Догадка об огромном потенциале фотографии как инструмента памяти была пророческой и верной. Однако только в конструктивистском контексте фактографическая сила документа превосходила идеализирующую силу «художественного» портрета. Родченко отвергал последний, поскольку считал его «синтетическим» – сочетанием приблизительностей, ложным единством обобщений. Предпочтительной ему представлялась достоверность отдельного, ни с чем не связанного факта, отдельного момента как он есть. В деле создания иллюзии фотоаппарат не мог тягаться с кинокамерой, однако разрезанные и по-новому собранные фотографии вполне могли соперничать с фильмами – отсюда фотомонтажи Родченко, оказавшие влияние на творчество его друга, режиссера-документалиста Дзиги Вертова, и, в свою очередь, сами испытавшие влияние его фильмов.
Насколько сильно работа этих художников способствовала созданию нового сознания в Советской России? Точно сказать невозможно – настолько тщательно заметены все следы. Судя по внешним признакам, их творчество не произвело на пролетариат особенно глубокого воздействия. Слишком оно было ново и слишком рано подверглось репрессиям. Реализация больших проектов оказалась невозможной из-за нехватки средств; Ленин был бы безумцем, если бы стал выделять государственные средства на строительство грандиозных монументальных проектов – при всем их пропагандистско-просветительском потенциале. Его отношение хорошо видно в словах, сказанных Луначарскому: «Пусть в это трудное и голодное время экспериментальные театры продержатся на известном энтузиазме. Совершенно необходимо приложить все усилия, чтобы не упали столпы нашей культуры». Монтажи Родченко были сложнейшими аллюзиями на иконопись, однако вряд ли полуграмотный слесарь из Магнитогорска или черноморский рыболов были способны распознать эти аллюзии – не говоря уже о том, чтобы оценить их. Новое искусство стало утрачивать поддержку государства задолго до смерти Ленина; после нее Сталин объявил государственным преступлением все, что хоть на йоту отступало от канонов массового искусства.
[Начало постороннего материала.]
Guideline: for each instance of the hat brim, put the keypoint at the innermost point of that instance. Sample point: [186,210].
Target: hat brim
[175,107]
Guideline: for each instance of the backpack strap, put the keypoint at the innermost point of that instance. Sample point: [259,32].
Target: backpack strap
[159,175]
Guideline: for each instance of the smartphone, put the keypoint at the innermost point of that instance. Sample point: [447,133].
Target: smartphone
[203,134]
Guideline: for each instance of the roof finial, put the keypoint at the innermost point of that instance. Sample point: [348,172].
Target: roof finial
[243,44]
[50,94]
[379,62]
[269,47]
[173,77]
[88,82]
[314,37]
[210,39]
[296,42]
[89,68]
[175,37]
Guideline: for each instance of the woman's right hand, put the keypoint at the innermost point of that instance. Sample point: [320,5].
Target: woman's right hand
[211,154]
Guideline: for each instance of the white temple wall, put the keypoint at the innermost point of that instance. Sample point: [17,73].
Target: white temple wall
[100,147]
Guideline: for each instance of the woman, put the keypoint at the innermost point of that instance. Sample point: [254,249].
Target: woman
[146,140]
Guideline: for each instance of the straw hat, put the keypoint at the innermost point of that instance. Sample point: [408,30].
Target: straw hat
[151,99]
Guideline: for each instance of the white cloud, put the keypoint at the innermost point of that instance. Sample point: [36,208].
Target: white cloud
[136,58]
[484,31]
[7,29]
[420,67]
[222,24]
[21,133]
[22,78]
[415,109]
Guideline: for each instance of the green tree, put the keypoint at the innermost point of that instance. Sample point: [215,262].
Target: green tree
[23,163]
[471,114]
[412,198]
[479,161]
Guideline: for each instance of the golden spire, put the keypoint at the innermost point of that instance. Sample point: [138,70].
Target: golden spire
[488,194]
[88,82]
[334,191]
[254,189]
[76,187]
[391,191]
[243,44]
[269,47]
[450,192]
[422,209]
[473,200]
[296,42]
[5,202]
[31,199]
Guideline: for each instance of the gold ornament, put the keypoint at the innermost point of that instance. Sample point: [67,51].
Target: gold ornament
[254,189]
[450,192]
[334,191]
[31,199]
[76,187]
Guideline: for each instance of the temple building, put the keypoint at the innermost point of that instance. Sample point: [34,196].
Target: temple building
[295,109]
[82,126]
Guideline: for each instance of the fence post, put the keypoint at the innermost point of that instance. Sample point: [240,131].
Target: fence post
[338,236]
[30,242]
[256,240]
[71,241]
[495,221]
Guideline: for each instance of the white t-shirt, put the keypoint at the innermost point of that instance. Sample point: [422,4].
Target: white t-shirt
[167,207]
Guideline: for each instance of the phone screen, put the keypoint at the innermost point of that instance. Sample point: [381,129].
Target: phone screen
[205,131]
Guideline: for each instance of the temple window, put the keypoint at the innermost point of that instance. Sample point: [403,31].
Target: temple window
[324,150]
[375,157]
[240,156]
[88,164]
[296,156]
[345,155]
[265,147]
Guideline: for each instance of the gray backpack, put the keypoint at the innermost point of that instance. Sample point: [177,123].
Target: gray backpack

Конструктивисты были для него буржуазными формалистами – островками свободного воображения на океанской глади его новой России. Кого-то репрессировали, остальных лишили работы; так государственное искусство в СССР вернулось к своей традиционной задаче – обслуживать нарциссизм власти.
Однако взаимодействие авангарда с европейскими тоталитарными режимами на этом отнюдь не закончилось. Нам нравится думать, что модернизм по самой природе своей является левым или как минимум глубоко либеральным. Однако думать так – значит сбрасывать со счетов футуризм, ставший фирменным стилем итальянского фашизма после муссолиниевского Марша на Рим. Именно Маринетти определил для Муссолини основные черты стиля: культ новизны, молодости и силы, женоненавистничество и милитаризм, а также объединяющий все эти общественные добродетели и хорошо знакомый нам миф динамизма. Художники-футуристы с радостью потворствовали стремлению дуче к увековечению самого себя, и какое-то время казалось, что в борьбе за статус главного клише передового итальянского искусства на венецианских биеннале муссолиниевский подбородок одержит-таки верх над кубистической гитарой. С точки зрения фашизма привлекательность нового искусства была именно в его новизне – оно предвещало новую эру в культуре так же, как фашизм обещал ее в политике. В 1932 году, в десятую годовщину своего прихода к власти, Муссолини учредил в Риме культурную ярмарку в честь фашистской революции. Его архитектор украсил Выставочный дворец у подножья холма Пинчо возле Муро Торто фасадом из черного металла в стиле механо-деко с огромными фасциями и топорами. Все залы были заполнены дидактическими материалами, перемежающимися изредка фресками и скульптурами. В каталоге совершенно в футуристском духе утверждалось, что цель выставки —
ухватить атмосферу времени, его лихорадочный жар, буйство, лирику, блеск. Эту цель можно достичь только в пространстве, которое стилистически соответствует художественным дерзаниям нашего времени, в самой современной среде. Художники получили от дуче короткий и ясный приказ: сделать что-то современное, дерзкое. И они не ослушались своего командира.